The first thing you notice is an overarching measurement of performance vs. several benchmarks. The rigor here, as always, is tremendous.
Then, because insurance is a principal way that Buffett makes money, there is an inordinate amount of insight given to this business. It's boring, it's methodical and it's the guts of Berkshire Hathaway (BRK.A, BRK.B).
Buffett then writes about a host of his businesses, including a brutal excoriation of how poorly Burlington Northern performed vs. the far-better-run Union Pacific (UNP). I sure wouldn't want to work there this morning. I was surprises that Buffett mentions nothing to speak of about Burlington and oil, given what will most likely be a big slowdown in a hugely-important cargo.
Buffett then gives you an analysis of his Big Four portfolio holdings: American Express (AXP), IBM (IBM), Coca-Cola (KO) and Wells Fargo (WFC).
I found this section deeply wanting.
First, American Express if the biggest disappointment in the Dow Jones Averages this year. That's because it lost a key contract with Costco (COST) that was responsible for an astounding 75 cents worth of earnings. It also lost a key lawsuit against the U.S. government on monopolistic practices. Neither is addressed. I don't know at what time this letter is put to bed, but I would have dealt with these issues.
IBM? What can I say? This stock was the worst-performing stock in the Dow last year. I would have put some color into why this one is still worth holding given the disappointment. Maybe Becky Quick will ask him on Monday's three-hour "Squawk Box" special.

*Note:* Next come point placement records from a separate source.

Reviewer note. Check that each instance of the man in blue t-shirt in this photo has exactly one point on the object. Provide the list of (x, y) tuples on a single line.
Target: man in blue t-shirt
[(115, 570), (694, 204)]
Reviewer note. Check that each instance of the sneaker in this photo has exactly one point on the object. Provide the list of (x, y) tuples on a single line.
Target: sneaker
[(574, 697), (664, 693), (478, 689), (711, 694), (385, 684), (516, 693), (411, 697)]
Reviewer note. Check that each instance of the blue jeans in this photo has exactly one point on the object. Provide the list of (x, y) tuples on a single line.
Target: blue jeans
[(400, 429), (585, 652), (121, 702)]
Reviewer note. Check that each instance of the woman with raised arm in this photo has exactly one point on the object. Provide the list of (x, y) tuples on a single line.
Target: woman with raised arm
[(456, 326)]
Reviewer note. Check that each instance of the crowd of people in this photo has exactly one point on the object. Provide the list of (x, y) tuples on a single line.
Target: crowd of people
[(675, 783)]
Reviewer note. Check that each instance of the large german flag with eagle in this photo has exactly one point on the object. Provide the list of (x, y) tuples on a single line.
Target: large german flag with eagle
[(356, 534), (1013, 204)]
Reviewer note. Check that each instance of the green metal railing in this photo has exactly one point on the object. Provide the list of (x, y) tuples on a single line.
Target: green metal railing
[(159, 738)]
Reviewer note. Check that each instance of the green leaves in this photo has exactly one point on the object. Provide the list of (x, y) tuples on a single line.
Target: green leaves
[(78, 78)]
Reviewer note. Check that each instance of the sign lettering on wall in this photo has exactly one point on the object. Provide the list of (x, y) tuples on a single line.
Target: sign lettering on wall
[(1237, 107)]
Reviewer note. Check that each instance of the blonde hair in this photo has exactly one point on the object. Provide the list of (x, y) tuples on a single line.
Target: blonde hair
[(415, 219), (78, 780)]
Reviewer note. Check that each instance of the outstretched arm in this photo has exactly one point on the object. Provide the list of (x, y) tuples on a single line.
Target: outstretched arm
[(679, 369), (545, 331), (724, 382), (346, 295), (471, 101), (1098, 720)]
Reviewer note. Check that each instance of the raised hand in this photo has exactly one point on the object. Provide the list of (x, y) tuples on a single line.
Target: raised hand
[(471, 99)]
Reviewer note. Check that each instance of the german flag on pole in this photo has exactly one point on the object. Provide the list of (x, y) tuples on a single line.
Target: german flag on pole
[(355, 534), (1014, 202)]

I have no qualms with Wells Fargo. My Charitable Trust owns it. I do have issues with Coca-Cola, where there were questions about management's alignment with shareholders. It would have been good to weigh in.
Then there's a very harsh remonstration of a failed investment in Tesco that cost the company more than $400 million. It is tough to read because the reason Buffett gives for letting this situation turn into a loss was a lack of a sense of urgency in his examination of the holding. Ouch.
Finally, there is nothing in here about the gigantic Exxon (XOM) position that came and went? What was that all about? Inquiring minds sure would like to know. Buffett doesn't boot easily. So what the heck happened? I would have loved some oil commentary.
The letter then has a splendid history of Berkshire, befitting the 50th anniversary, with why Buffett has been so successful. It is a welcome primer and an excellent lesson in portfolio management over a multi-year timeframe.
All in all, it's a great read. And one that should intrigue people who want to know who this man is that we revere and the company he built and why we recognize his investment acumen as the greatest of all time.